Anyone can take one look at this Mark Wahlberg thriller (dumped into the Friday the 13th slot in mid-JANUARY no less) and tell it’s going to be generic. They can listen to some random thug threaten his wife and Wahlberg scowl “Don’t you ever talk about my wife. You go near my kids, I’ll kill you” and know exactly what they’re in for. You know a movie like this before you even go into it, but watch it anyway, because, hell, it’s January, it’s a dumping ground for the crappiest movies, and if you find one that’s not awful then what else are you going to do?
What Works: This movie’s not awful. Predictable? Absolutely. Dime a dozen generic? You bet. Not very good? It’s fair to say that. Not good at all? Maybe. But awful? No. There’s a couple of good sequences involving smuggling counterfeit bills, a Jackson Pollack painting stolen from an armored car, and drugs, and of course Wahlberg is excellent in a role he could now do in his sleep. Also I liked Giovanni Ribsi’s over-acting as a lively cajun thug and Diego Luna also excels at playing a Panamanian thug.

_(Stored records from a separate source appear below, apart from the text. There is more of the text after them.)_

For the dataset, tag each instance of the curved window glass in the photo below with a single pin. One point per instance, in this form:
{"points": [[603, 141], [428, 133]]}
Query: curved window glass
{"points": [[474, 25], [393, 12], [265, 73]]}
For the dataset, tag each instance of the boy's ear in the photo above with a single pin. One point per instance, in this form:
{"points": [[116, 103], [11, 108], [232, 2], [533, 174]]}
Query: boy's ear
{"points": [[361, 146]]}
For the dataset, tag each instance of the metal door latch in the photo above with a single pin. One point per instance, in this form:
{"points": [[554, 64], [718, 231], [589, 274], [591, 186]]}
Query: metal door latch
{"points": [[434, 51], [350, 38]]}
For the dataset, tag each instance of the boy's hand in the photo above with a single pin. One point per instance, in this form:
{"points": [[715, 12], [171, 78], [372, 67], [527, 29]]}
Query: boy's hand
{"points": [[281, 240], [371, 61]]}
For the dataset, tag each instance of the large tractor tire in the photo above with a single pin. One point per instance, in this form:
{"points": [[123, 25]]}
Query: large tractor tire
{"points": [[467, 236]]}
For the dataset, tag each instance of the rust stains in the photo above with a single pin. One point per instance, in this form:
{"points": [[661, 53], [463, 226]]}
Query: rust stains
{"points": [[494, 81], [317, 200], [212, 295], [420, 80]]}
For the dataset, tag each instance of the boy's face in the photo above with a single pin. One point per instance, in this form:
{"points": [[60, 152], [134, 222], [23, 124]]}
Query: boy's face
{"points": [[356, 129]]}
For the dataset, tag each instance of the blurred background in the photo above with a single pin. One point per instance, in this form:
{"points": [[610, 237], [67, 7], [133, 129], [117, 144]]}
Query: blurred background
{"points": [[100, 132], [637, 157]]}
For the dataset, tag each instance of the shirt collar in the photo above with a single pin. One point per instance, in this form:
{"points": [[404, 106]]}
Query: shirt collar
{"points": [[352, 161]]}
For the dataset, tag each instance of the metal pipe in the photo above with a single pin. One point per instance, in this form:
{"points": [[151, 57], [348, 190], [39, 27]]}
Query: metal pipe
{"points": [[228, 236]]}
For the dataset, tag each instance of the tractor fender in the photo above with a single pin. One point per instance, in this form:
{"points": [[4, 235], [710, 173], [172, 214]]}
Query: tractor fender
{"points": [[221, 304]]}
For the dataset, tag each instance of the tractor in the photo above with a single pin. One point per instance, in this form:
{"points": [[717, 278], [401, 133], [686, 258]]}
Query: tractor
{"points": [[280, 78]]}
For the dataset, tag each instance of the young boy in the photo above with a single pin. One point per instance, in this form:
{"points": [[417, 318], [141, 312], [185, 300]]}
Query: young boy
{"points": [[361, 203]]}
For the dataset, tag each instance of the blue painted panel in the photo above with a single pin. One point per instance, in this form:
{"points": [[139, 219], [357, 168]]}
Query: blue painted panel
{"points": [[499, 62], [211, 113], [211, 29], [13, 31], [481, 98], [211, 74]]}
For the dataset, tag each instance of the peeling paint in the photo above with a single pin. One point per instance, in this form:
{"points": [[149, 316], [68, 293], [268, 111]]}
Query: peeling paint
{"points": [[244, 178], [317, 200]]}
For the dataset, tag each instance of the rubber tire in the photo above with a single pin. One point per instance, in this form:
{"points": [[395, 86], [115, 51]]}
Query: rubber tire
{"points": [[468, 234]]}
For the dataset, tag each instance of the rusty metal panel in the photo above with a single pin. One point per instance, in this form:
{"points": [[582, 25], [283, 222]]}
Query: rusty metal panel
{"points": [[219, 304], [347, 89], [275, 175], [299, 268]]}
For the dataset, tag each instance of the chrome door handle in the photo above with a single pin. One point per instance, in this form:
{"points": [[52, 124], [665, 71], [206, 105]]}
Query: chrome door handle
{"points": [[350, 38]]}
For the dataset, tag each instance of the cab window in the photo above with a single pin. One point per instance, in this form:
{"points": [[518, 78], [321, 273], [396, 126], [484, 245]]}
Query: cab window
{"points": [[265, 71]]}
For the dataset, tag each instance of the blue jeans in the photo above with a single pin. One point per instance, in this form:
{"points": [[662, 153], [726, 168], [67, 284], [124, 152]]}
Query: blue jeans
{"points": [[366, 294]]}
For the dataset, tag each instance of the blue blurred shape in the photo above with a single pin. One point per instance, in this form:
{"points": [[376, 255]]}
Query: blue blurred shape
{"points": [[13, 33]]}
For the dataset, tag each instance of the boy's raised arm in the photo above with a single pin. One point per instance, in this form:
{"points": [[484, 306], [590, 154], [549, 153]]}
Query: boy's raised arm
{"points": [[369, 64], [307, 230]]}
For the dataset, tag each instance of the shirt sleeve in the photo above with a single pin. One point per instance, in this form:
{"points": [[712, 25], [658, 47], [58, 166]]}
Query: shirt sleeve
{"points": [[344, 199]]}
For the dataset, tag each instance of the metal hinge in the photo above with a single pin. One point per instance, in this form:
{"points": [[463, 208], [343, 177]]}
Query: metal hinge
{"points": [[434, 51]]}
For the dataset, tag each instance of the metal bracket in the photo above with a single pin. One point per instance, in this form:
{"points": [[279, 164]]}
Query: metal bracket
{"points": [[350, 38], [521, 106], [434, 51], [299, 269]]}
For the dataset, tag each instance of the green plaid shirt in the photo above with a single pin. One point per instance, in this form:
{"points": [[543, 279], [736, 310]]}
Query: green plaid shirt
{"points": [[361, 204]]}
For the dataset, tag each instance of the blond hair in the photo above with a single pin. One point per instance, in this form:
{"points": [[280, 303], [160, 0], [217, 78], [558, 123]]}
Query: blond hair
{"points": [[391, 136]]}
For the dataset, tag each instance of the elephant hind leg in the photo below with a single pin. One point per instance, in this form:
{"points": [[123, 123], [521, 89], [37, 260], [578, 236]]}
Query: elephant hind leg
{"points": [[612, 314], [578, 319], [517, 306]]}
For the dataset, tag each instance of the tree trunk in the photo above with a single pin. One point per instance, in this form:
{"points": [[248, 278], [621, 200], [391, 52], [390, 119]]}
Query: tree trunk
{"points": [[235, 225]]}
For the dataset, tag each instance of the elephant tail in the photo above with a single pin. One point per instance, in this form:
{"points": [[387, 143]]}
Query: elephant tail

What Doesn’t Work: This is a C-grade thriller I won’t remember in two weeks and had a hard time remembering on the walk back from the theater. It entertains in the dead zone that is mid-January (a notoriously awful time for new movies) but I don’t see it working quite as well a few months from now with stiffer competition.
What I Would Have Done Differently: The stuff in this film about smuggling feels fresh and new. By now we’ve seen a thousand movies about criminals, but I can’t remember a film solely about people who smuggle things in on boats, and I think if this movie had really delved deeper into that instead of getting lost in generic action movie stuff, it would have been B grade instead of C grade. I still welcome a good director like Soderbergh or Michael Mann coming along to make that great smuggling movie one day.